Re: [trill] Tsvart early review of draft-ietf-trill-over-ip-10

"Susan Hares" <shares@ndzh.com> Fri, 16 June 2017 01:45 UTC

From: Susan Hares <shares@ndzh.com>
To: 'Magnus Westerlund' <magnus.westerlund@ericsson.com>, tsv-art@ietf.org
Cc: trill@ietf.org, ietf@ietf.org, draft-ietf-trill-over-ip.all@ietf.org, 'Alia Atlas' <akatlas@gmail.com>, 'Jon Hudson' <jon.hudson@gmail.com>
References: <149754795560.13109.17521244075940607817@ietfa.amsl.com>
In-Reply-To: <149754795560.13109.17521244075940607817@ietfa.amsl.com>
Date: Thu, 15 Jun 2017 21:39:10 -0400
Message-ID: <00a301d2e641$5a6cfb00$0f46f100$@ndzh.com>
MIME-Version: 1.0
Content-Type: text/plain; charset="utf-8"
Content-Transfer-Encoding: quoted-printable
Thread-Index: AQHMe5Py4K7gCbNISswrkrRWdm5LSqIziw8g
Content-Language: en-us
Archived-At: <https://mailarchive.ietf.org/arch/msg/trill/ObVEzOqu8m28eAC7Lf-nBHULeJU>
Subject: Re: [trill] Tsvart early review of draft-ietf-trill-over-ip-10
Precedence: list

Magnus: 

Thank you for the very careful review.  Please let me chat with the authors regarding this document.  It make take some time, but each of your points will be responded to by the authors. 

Sue Hares 

-----Original Message-----
From: Magnus Westerlund [mailto:magnus.westerlund@ericsson.com] 
Sent: Thursday, June 15, 2017 1:33 PM
To: tsv-art@ietf.org
Cc: trill@ietf.org; ietf@ietf.org; draft-ietf-trill-over-ip.all@ietf.org
Subject: Tsvart early review of draft-ietf-trill-over-ip-10

Reviewer: Magnus Westerlund
Review result: Not Ready

Early review of draft-ietf-trill-over-ip-10
Reviewer: Magnus Westerlund
Review result: Not Ready

TSV-ART review comments:

I have set this to not ready as there are several issues, some significant that could affect the protocol realization significantly. Some may be me missing things in TRILL, I was not that familiar with it before this review and I have only tried looking up things, not reading the whole earlier specifications. So don't hesitate to push back and provide pointers to things that can resolve issues. The authors and the WG clearly have thought about a lot of issues and dealt with much already.

Diffserv usage
--------------

Section 4.3:

   TRILL over IP implementations MUST support setting the DSCP value in
   the outer IP Header of TRILL packets they send by mapping the TRILL
   priority and DEI to the DSCP. They MAY support, for a TRILL Data
   packet where the native frame payload is an IP packet, mapping the
   DSCP in this inner IP packet to the outer IP Header with the default
   for that mapping being to copy the DSCP without change.
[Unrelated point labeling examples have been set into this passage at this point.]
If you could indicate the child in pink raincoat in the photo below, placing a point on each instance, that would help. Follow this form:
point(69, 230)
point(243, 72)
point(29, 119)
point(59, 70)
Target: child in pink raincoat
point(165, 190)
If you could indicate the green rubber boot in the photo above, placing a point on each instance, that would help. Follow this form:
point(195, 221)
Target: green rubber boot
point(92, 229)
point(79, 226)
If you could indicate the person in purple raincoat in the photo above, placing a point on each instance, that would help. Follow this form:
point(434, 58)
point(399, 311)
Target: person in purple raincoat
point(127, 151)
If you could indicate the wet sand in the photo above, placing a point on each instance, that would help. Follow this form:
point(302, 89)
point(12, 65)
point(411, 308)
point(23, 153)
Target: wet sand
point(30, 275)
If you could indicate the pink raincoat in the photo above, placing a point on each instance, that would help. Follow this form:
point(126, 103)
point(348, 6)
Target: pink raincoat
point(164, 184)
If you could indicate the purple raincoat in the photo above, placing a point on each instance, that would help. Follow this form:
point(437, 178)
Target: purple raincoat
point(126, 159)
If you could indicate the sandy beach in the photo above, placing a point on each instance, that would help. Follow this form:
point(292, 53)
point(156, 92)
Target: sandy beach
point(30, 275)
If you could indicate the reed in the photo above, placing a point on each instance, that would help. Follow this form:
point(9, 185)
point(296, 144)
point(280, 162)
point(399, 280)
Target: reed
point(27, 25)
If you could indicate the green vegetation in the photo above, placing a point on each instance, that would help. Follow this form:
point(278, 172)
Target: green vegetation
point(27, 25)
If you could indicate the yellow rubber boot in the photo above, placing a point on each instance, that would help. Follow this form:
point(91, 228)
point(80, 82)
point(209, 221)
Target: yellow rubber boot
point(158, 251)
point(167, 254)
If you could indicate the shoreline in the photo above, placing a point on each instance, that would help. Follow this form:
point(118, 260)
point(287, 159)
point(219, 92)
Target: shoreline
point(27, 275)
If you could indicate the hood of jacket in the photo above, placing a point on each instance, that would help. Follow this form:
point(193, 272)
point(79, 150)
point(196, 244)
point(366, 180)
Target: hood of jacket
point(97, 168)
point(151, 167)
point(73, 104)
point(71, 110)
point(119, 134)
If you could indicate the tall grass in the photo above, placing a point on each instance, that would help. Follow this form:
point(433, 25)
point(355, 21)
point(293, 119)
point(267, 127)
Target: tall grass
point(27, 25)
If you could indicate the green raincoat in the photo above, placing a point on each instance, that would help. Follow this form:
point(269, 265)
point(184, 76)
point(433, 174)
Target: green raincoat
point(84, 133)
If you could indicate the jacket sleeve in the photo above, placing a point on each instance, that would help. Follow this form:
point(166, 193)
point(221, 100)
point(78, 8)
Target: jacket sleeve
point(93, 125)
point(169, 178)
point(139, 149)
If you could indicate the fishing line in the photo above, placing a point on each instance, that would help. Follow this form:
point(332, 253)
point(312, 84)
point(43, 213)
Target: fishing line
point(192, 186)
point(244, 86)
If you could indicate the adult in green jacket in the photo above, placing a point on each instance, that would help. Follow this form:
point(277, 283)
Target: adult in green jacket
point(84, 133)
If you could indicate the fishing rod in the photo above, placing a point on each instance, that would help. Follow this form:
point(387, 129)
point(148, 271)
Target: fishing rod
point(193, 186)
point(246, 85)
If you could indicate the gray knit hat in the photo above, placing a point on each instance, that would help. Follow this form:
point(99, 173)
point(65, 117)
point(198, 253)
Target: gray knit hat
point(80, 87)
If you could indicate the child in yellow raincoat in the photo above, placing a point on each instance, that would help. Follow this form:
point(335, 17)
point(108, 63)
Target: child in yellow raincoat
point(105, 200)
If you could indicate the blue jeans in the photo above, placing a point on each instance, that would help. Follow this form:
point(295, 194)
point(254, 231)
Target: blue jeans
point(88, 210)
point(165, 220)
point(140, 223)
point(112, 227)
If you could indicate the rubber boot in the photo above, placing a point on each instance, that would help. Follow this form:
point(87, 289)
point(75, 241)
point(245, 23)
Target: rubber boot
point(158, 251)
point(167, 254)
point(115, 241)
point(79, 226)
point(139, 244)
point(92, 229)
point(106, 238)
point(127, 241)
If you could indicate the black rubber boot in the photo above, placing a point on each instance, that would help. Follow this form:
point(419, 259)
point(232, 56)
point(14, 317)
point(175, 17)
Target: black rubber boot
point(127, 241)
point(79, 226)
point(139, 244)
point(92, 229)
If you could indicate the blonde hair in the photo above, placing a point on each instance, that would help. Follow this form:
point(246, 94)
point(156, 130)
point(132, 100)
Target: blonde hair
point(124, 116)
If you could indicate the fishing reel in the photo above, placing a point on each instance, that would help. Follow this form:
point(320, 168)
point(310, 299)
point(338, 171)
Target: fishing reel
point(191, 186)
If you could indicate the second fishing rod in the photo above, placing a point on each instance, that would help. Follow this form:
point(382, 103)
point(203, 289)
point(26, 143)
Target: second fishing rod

I think it is fine to require that implementations are capable  of setting DSCP values on the outer IP header. However, I fail to see any discussion of the potential issues with actually setting the DSCP values. It is one thing to do this in an IP back bone use case where one can know and have control over the PHB that the DSCP values maps to. But otherwise, over general internet the behavior is not that predictable. One can easily be subject to policers or remapping. Also as the actual DSCP code point usage is domain specific this is difficult. Priority reversal is likely the least of the problems that this can run into over general Internet.

Section 4.3:

   The default TRILL priority and DEI to DSCP mapping, which may be
   configured per TRILL over IP port, is an follows. Note that the DEI
   value does not affect the default mapping and, to provide a
   potentially lower priority service than the default priority 0,
   priority 1 is considered lower priority than 0. So the priority
   sequence from lower to higher priority is 1, 0, 2, 3, 4, 5, 6, 7.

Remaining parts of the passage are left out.